Vous l'aurez compris, ici, pas de morts-vivants sortant de leur tombe le visage décrépit et les vêtements en lambeaux. Nous retournons plutôt aux origines du mythe du zombie. Ou plutôt sommes-nous dirigés vers certains de ses aspects. Ici, pas de marabout ensorcelant sa victime mais un caillou aux propriétés étranges prenant le contrôle de l'un des alphans. Bien que l'analogie avec le mythe du zombie soit évidente, on peut également évoquer celui du vampire puisque c'est à une importante source d'énergie dont l'homme est détenteur d'un point de vue physiologique (l'eau constituant environs 60% de sa masse) et au niveau des réserves accumulées sur la base Alpha, qu'il semble vouloir s'attaquer. La résolution de l'épisode sera, comme d'habitude, le résultat d'une étude scientifique approfondie. Et puisque les alphans ne sont pas des guerriers mais plutôt des explorateurs, ils ne chercheront pas à détruire le rocher (dont le géologues découvrira les origines organiques) mais enverront à la surface de la planète au moment de la quitter à bord de l'aigle, des cristaux nucléiques actifs afin de permettre à la pluie de tomber à sa surface et ainsi nourrir le rocher dont les besoins en eau sont pressants... L'une des spécificités de cet épisode demeure dans l'absence totale de scènes se déroulant sur la base Alpha puisque l'intégralité de l'épisode fut tourné à bord de la navette et sur la surface de la planète visitée.
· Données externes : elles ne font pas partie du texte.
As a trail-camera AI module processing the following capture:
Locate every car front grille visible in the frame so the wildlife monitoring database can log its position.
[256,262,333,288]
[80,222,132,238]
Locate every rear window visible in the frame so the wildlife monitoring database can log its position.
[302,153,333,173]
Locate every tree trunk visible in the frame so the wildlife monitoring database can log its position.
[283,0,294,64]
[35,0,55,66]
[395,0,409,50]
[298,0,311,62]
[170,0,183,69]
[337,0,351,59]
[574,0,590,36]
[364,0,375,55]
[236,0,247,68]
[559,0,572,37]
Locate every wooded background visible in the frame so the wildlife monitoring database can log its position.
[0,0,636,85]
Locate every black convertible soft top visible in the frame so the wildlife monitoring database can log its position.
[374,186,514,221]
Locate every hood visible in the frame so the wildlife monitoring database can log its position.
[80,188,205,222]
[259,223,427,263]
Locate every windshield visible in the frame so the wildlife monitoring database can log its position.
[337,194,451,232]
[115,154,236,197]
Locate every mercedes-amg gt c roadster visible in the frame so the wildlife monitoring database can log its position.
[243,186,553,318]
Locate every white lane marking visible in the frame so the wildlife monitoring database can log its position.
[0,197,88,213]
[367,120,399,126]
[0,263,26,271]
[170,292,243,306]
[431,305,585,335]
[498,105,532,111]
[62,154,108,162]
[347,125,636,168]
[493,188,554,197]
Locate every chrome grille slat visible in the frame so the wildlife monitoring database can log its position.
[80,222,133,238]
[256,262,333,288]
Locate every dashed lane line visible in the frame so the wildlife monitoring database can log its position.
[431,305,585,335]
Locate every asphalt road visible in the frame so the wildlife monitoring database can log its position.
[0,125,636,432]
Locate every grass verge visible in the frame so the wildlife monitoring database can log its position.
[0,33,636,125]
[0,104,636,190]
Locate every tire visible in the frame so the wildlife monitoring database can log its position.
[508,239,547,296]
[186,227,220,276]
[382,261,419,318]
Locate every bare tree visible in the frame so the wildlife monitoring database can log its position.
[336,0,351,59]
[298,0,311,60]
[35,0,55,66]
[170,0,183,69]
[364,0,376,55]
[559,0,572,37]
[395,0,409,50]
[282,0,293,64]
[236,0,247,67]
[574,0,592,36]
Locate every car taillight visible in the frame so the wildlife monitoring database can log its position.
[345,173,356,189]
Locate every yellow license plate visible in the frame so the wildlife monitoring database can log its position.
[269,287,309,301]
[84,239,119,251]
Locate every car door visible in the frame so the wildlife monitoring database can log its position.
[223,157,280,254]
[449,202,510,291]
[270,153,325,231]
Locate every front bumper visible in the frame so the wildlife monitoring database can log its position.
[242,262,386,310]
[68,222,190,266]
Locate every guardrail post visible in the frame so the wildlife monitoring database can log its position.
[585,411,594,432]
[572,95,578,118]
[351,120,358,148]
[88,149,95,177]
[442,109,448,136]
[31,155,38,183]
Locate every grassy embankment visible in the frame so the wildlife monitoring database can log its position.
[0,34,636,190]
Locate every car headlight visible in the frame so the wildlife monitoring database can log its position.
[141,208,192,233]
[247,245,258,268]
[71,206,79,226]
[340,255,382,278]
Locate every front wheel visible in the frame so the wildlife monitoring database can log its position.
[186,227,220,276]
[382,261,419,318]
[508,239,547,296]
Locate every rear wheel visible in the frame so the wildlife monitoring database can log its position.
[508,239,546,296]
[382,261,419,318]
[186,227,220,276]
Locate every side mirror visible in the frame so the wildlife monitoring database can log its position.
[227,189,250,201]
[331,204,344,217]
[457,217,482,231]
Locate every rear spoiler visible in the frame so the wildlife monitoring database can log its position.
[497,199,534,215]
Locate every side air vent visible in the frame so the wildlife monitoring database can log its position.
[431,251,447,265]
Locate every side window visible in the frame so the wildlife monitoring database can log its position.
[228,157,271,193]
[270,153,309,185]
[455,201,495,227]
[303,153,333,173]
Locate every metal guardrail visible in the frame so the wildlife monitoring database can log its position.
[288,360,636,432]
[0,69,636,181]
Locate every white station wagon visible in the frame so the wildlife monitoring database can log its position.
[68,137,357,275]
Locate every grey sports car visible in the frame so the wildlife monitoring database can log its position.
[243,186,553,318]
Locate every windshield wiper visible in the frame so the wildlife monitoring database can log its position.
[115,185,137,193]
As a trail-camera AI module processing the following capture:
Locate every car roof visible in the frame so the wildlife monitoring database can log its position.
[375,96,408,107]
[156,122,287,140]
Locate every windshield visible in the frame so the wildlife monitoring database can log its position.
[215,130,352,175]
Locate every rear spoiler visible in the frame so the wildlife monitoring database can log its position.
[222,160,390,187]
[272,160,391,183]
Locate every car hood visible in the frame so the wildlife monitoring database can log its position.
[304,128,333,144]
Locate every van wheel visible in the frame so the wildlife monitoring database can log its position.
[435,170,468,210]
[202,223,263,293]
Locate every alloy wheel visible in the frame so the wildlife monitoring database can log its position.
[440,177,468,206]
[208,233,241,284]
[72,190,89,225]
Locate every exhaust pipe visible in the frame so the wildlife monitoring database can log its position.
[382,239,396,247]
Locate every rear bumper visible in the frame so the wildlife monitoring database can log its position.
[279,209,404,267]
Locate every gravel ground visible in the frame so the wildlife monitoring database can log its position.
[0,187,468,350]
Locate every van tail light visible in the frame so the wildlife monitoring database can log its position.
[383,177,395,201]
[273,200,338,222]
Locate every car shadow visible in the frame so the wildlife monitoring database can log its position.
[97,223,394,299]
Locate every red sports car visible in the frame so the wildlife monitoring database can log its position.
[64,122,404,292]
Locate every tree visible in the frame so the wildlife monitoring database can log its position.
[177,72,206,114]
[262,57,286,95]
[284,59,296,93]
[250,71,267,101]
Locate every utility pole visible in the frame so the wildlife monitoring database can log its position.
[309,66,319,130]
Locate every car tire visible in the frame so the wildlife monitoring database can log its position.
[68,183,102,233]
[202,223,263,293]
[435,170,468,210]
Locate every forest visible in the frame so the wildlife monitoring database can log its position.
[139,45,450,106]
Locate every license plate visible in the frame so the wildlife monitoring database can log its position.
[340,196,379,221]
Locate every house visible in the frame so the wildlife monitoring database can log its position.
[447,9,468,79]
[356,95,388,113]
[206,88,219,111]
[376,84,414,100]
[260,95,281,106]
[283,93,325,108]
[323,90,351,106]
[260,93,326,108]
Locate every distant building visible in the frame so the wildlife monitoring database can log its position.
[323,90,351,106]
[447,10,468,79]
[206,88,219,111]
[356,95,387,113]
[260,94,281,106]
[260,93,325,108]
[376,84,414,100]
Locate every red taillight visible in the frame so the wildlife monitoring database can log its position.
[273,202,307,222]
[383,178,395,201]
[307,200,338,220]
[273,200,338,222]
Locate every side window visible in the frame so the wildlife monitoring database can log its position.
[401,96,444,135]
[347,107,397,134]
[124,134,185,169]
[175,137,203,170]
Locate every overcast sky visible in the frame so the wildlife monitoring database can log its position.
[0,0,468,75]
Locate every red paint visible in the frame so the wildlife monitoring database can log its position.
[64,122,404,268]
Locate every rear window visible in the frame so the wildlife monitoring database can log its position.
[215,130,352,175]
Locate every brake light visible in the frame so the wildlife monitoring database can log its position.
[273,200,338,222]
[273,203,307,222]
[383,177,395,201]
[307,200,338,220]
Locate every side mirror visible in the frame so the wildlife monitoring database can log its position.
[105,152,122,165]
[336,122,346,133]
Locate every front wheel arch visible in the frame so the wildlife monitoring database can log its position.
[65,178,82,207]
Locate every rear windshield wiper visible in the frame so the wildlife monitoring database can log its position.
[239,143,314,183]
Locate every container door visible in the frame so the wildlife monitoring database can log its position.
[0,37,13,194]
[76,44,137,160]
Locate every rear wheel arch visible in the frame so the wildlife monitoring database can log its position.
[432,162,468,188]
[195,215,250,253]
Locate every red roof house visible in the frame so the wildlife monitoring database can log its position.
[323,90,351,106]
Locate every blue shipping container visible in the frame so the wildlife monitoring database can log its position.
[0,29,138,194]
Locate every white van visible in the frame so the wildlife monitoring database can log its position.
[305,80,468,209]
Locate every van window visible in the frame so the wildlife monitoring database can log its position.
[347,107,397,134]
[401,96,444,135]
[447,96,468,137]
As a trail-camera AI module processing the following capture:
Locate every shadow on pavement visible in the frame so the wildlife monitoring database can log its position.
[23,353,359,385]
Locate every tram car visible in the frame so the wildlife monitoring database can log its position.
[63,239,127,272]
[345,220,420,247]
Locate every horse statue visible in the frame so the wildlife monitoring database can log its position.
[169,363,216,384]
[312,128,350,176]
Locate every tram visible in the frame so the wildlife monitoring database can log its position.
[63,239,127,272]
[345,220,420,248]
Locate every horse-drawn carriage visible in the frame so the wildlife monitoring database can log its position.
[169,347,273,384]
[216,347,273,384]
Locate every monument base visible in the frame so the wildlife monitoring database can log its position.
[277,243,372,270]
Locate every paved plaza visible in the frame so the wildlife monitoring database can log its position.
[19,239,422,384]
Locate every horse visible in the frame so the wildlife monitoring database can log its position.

Un épisode kitsch mais d'une assez bonne tenue si on le compare à la pauvreté de la seconde saison à laquelle il est rattaché...

Un grand merci au ZOMBLARD pour la source d'inspiration...

jeudi 20 juillet 2017

Hommage à Martin Landau: Cosmic Princess de Charles Crichton et Peter Medak (1982)



Pour la plupart d'entre nous, en France, Martin Landau, c'est d'abord et avant tout le Commandant John Koenig de la série télévisée de science-fiction, Cosmos 1999. Pour d'autres, il faudra remonter jusque dans les années soixante avec la célèbre série Mission Impossible à laquelle l'acteur américain participa entre 1966 et 1968. Plus loin encore, on pu le remarquer dans un épisode de La Quatrième Dimension, puis deux de sa principale rivale, Au-Delà du Réel. Les Mystères de l'Ouest, Au Nom de la Loi, Des Agents très Spéciaux et même Columbo bénéficièrent du passage très remarqué de Martin Landau. A partir de l'année 1975 et jusqu'en 1982, date de diffusion du quatrième téléfilm inspiré par Cosmos 1999, lesquels demeurent à chaque fois l'adaptation de deux épisodes de la série, Cosmic Princess est donc la dernière apparition du commandant Koenig, ainsi que du Docteur Helena Russell (l'actrice et ancienne compagne de Martin Landau, Barbara Bain), Alan Carter (Nick Tate) et Sandra Benes (Ziena Merton), les personnages les plus récurrents de la série puisqu'ils sont présents dans les deux saisons.
Cosmic Princess tourne en partie autour du personnage de Maya, laquelle fera partie intégrante du casting de la deuxième saison. C'est ainsi qu'on la découvre vivant sur une planète ayant connu un cataclysme terrible ayant décimé sa population. Aux côtés de son père, elle tente de maintenir une certaine cohésion climatique mais sans rien savoir des intentions de Mentor (le père en question), lequel utilise le cerveau des humanoïdes qui ont le malheur de s'approcher de la planète Psychon afin d'alimenter un ordinateur capable de la maintenir telle qu'elle est et afin d'empêcher des catastrophes naturelles de la détruire définitivement. Mentor contrôle dans les sous-sols de Psychon des prisonniers auxquels il a volé l'âme et dont il détient un contrôle total. Des dizaines de représentants d'espèces humanoïdes asservies et extrayant de précieux minerais. Lorsque plusieurs hommes de la base Alpha tombent dans le piège de Mentor, le Commandant Koenig prend la décision de leur venir en aide. Malheureusement, lui aussi tombe dans le piège. Ce n'est que grâce à l'intervention de Maya qui finit par se rendre compte que son propre père se sert de l'âme de ses prisonniers et découvre qu'il travaillent à la chaîne sous terre que la jeune polymorphe accepte d'aider Koenig et ses compagnons...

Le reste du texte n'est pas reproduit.